Our instructor had prepared the scent in advance by treating cotton balls with several drops of clove oil and allowing the scent to permeate the cotton balls in a sealed new paint can over night.  Unscented cotton balls were placed in each of five mason jars, the scented cotton balls in the sixth.  Then each mason jar was placed in a flower pot and weighted with rocks so the dogs could not easily tip them over.  In addition to securing the mason jars, the flower pots help to direct or "chimney" the scent and also provide a visual "marker" to help see when the dog's nose dips below the rim. The goal of this setup is to have all six pot-n-jars to look identical so that smell is the only sense that the dogs can use to detect.

At first several pots are lined up along a fence or wall including the scented pot.  Since the exercise is done on leash, having the pots against a fence or wall helps to keep the dog from wrapping around the pot and knocking it over.  The handler then leads the dog down the line of pots, "presenting" or inviting the dog to smell each pot and telling the dog to "find it" or "search it".  When the dog reaches the scented pot, the ball or toy is immediately deployed as a reward.  In subsequent tries, additional "blank" pots are added up to a total of five plus the one scented pot.  The scented pot is also moved to a different place in the sequence. Each time the handler "presents" each pot and the dog is immediately rewarded for indicating the scented pot with the ball or toy. Clear indication is determined by the nose dipping below the rim of the correct pot. It is important to wait for the dog to clearly indicate so that the dog learns to pinpoint the source of the odor.  Whether you want your dog to be employed in law enforcement or search for truffles, pinpointing the source is essential.

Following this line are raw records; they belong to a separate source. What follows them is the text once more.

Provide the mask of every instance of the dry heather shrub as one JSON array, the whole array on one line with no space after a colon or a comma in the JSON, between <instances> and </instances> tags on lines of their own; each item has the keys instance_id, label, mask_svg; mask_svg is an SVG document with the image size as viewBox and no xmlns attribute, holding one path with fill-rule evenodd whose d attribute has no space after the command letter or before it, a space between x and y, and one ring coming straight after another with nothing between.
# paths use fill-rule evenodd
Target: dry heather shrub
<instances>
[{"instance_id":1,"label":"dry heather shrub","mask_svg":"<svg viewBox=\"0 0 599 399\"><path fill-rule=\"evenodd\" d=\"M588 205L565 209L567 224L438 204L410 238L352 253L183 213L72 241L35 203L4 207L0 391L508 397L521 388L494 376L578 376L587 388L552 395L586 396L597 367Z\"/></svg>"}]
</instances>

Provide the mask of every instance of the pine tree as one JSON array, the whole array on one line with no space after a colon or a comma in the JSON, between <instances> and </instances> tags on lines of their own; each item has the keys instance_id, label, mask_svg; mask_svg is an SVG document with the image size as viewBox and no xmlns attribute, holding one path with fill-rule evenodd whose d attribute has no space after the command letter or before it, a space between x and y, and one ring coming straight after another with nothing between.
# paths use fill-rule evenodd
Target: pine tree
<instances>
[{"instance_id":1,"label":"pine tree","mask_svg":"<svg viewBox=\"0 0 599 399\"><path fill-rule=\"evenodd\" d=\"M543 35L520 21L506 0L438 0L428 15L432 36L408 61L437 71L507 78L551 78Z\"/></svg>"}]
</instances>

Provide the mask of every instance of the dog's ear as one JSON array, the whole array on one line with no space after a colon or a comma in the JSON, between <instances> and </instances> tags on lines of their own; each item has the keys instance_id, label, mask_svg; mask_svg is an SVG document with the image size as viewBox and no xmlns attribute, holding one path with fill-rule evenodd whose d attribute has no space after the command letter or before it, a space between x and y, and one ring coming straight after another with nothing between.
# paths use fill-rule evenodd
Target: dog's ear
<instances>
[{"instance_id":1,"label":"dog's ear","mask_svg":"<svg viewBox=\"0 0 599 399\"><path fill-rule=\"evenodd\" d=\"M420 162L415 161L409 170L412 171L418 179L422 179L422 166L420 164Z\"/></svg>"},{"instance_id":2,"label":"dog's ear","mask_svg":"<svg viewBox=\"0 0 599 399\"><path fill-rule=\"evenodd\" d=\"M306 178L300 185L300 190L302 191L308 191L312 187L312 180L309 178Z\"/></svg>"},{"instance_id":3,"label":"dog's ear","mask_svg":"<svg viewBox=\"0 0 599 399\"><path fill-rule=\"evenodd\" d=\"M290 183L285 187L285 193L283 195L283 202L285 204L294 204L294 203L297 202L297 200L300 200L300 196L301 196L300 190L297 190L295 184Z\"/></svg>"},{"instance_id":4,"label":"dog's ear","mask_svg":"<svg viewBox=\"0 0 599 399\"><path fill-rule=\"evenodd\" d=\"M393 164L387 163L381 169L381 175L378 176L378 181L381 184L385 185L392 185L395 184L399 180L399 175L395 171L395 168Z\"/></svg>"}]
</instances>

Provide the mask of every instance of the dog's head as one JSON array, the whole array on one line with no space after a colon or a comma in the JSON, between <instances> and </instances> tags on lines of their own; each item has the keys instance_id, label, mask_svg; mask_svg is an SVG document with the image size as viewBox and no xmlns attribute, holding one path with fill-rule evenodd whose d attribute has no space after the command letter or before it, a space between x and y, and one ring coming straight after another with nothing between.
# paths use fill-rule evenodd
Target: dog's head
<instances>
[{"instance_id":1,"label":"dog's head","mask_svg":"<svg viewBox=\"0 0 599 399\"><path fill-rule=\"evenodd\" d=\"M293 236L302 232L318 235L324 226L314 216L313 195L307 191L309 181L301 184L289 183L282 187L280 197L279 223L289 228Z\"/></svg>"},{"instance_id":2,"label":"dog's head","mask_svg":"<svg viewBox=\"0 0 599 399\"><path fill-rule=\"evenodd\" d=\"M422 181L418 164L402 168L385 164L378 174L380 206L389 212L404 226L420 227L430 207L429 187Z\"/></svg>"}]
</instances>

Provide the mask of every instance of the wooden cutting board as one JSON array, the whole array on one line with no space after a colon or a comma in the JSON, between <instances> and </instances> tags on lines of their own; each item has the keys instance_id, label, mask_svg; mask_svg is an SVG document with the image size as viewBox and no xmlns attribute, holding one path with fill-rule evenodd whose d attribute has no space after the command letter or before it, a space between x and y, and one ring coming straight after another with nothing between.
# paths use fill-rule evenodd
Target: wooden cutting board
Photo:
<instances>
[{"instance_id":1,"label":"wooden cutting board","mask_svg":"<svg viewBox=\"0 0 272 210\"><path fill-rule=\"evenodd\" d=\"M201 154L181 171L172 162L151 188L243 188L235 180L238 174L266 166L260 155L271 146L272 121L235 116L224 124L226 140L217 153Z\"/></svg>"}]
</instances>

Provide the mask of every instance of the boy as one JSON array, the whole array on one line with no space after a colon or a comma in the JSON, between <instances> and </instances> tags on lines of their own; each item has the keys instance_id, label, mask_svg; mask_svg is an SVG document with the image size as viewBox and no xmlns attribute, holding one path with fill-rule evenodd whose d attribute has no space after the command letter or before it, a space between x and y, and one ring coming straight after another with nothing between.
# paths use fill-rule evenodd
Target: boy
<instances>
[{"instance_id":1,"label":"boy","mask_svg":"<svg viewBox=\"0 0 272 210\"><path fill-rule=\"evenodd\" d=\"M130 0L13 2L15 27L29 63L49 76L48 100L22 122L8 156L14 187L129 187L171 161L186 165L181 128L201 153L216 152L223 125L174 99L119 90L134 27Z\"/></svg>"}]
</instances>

In the next exercise, the pots were moved to a new location, still in a line but no longer against a fence. Again the handler "presents" each of six pots and the dog is rewarded for indicating the correct pot.  In the third exercise, the pots are placed randomly in an area roughly 100' x 100' and again the same presentation, indication and reward sequence is followed.  By this point in the seminar, Demi and Nash have worked through each exercise a couple of times and are clearly indicating the odor.

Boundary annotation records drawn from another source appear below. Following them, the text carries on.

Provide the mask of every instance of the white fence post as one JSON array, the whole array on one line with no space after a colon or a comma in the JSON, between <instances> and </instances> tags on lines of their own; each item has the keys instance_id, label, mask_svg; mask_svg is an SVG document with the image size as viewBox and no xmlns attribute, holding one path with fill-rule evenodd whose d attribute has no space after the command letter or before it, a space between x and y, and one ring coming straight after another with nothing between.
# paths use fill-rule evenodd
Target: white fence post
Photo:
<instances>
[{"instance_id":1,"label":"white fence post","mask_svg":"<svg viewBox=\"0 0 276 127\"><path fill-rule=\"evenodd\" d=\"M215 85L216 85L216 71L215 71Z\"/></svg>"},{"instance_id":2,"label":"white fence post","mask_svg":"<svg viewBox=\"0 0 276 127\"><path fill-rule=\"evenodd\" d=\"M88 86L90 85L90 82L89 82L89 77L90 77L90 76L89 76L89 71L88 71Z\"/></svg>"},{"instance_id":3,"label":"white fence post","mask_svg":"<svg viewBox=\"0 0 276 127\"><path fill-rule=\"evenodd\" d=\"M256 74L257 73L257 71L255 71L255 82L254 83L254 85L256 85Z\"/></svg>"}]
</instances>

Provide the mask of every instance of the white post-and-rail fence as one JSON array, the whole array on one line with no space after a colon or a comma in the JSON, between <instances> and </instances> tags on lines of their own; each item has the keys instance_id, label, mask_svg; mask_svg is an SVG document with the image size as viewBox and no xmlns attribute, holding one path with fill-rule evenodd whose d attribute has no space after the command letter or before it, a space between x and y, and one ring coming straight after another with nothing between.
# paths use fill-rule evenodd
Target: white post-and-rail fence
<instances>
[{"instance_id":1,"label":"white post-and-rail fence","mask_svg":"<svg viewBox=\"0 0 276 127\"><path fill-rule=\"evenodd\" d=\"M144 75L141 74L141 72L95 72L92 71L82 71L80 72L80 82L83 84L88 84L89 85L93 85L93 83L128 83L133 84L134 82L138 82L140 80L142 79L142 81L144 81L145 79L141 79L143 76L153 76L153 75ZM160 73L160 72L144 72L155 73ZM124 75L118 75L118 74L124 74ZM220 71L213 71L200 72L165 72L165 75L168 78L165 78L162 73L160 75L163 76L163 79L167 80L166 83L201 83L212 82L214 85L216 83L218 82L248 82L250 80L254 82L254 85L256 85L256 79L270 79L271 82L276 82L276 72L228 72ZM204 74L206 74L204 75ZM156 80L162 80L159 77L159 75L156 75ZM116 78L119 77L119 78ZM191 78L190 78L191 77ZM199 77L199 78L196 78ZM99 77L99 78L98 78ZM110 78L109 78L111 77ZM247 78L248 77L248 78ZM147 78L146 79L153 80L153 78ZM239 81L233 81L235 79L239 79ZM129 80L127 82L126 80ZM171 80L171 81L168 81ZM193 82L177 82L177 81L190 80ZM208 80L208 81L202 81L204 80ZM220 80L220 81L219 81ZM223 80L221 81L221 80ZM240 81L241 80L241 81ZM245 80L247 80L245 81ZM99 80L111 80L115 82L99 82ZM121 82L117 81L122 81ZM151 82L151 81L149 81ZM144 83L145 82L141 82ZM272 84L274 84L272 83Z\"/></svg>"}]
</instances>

Demi is in the scent cone working to the source
The final exercise for the day was performed off leash in an open field in an area about 2 acres.  The field we used was actually the lower half of the c course field where Nash and Demi had been training for a herding trial.  This time we hid six scented pots at the base of trees and in and among the leaves on the ground. There were also numerous empty pots around the field.  Each dog-handler team took a turn at searching the field.  And this was also the exercise that showed which dogs had the most solid grasp,of the concept.  When asked to Search it", Demi, as well as several of the other dogs began to work back and forth until they worked into the scent cone where a clear change in body posture was exhibited. They then worked to the source and pinpointed the source of the odor in the pot. Nash was somewhat more distracted, perhaps because he was used to working sheep,on the field or perhaps because he's a goofy boy. But for whatever reason, although he could pick up the odor, he had trouble working to the source and was easily distracted.
Nash finally makes it to the source!

Neither Nash nor Demi have plans to pursue a career in detection work.  It was however a great way to spend a sunny day and pick up some new skills and techniques that will hopefully carry-over to training article discrimination for obedience competition.